Eólicas e impactos sobre a biodiversidade
A crescente demanda por energia elétrica é uma realidade em todo mundo, seja para o consumo doméstico ou industrial. Por isso, encontrar alternativas aos combustíveis fósseis e usinas termelétricas é urgente, já que essas são mais poluentes e caras. Além disso, o sistema hidrelétrico é susceptível às flutuações das chuvas e volumes dos grandes lagos, que podem ser dramaticamente reduzidos em um cenário de mudanças climáticas, como está ocorrendo neste momento no Brasil. Por tudo isso, as energias renováveis são bem-vindas.
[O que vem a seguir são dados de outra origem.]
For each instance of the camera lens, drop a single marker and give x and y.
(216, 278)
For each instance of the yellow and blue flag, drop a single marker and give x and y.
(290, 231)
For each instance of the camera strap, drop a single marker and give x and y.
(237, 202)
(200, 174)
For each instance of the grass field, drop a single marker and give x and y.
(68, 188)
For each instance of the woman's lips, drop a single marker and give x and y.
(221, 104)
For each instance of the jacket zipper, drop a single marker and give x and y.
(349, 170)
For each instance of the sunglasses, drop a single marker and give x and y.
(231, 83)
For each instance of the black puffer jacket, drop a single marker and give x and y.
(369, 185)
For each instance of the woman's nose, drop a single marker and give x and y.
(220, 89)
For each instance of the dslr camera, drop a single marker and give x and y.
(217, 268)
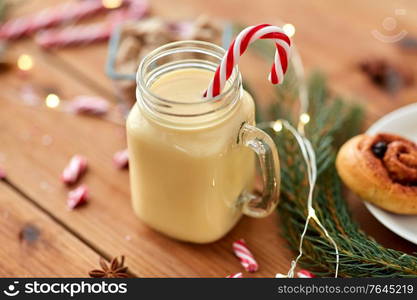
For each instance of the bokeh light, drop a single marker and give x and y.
(304, 118)
(277, 126)
(52, 101)
(111, 4)
(289, 29)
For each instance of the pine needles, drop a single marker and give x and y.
(332, 122)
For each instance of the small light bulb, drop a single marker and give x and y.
(52, 101)
(289, 29)
(25, 62)
(111, 4)
(304, 118)
(277, 126)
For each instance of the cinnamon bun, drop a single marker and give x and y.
(381, 169)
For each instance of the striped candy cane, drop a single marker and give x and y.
(88, 105)
(48, 17)
(75, 168)
(237, 275)
(304, 274)
(246, 257)
(121, 159)
(239, 46)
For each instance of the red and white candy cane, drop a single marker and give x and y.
(48, 17)
(304, 274)
(239, 46)
(75, 168)
(237, 275)
(121, 159)
(87, 34)
(77, 197)
(88, 105)
(246, 257)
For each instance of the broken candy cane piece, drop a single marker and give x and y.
(121, 159)
(77, 197)
(88, 105)
(246, 257)
(76, 167)
(237, 275)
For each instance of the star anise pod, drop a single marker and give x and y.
(115, 269)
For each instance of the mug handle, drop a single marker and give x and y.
(264, 147)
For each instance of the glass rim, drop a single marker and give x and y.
(219, 51)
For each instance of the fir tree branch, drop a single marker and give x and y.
(332, 122)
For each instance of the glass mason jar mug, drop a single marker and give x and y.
(192, 160)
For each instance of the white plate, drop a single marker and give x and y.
(402, 122)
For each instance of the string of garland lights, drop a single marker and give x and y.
(308, 154)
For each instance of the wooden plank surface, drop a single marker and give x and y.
(36, 143)
(33, 244)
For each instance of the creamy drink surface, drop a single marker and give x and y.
(186, 180)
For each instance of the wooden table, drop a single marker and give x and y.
(40, 237)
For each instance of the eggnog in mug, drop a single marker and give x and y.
(192, 160)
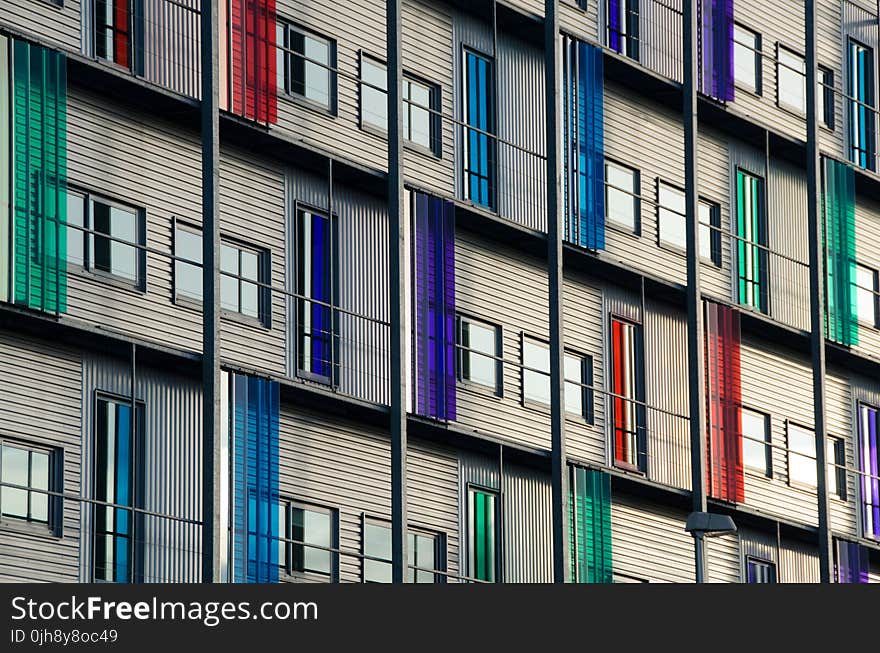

No entanto, é preciso garantir que o avanço na geração de energia de fontes renováveis caminhe lado a lado com a sustentabilidade dos empreendimentos e com a conservação da biodiversidade e geodiversidade, bem como com a melhoria da qualidade de vida das pessoas. Isso é especialmente importante em um ecossistema de elevada diversidade biológica, baixa cobertura de unidades de conservação, considerável vulnerabilidade socioeconômica e alta susceptibilidade às mudanças climáticas, como é o caso da Caatinga.
Apesar de serem colocados como uma energia limpa em comparação com as outras matrizes energéticas, parques eólicos causam impactos socioambientais negativos importantes. O processo produtivo dos aerogeradores, a instalação dos parques eólicos e o descarte de materiais obsoletos ainda merecem grande atenção e quase nunca são considerados quando pensamos nos danos causados por esse tipo de geração de energia. No entanto, o foco desse texto é o impacto sobre a biodiversidade, diretamente sobre a fauna alada e indiretamente aos outros grupos de animais terrestres e plantas. Animais voadores como aves e morcegos podem colidir com os aerogeradores, e morcegos morrem ainda por barotrauma, causado pela mudança repentina na pressão do ar durante o movimento circular das hélices dos aerogeradores. Além disso, impactos como a perda, degradação e fragmentação dos habitats e o aumento de atropelamentos de fauna terrestre são uma realidade, especialmente em áreas mais conservadas, já que são abertos largos acessos para os parques e as linhas de transmissão de energia, que facilitam ainda o acesso de caçadores e outras atividades exploratórias ilegais. De fato, um estudo recente apontou que aproximadamente 62% dos parques eólicos do Brasil foram instalados em áreas originalmente cobertas por vegetação nativa ou dunas costeiras, sugerindo assim que áreas já degradadas não são priorizadas, e isso é mais preocupante em estados do Nordeste como Ceará e Rio Grande do Norte. Adicionalmente, considerando que estamos em uma região semiárida, há de se considerar de forma muito rigorosa os impactos dos empreendimentos sobre os recursos hídricos, uma vez que a demanda por água é enorme durante a instalação dos empreendimentos e esse recurso é cada vez mais escasso em um cenário de mudanças climáticas.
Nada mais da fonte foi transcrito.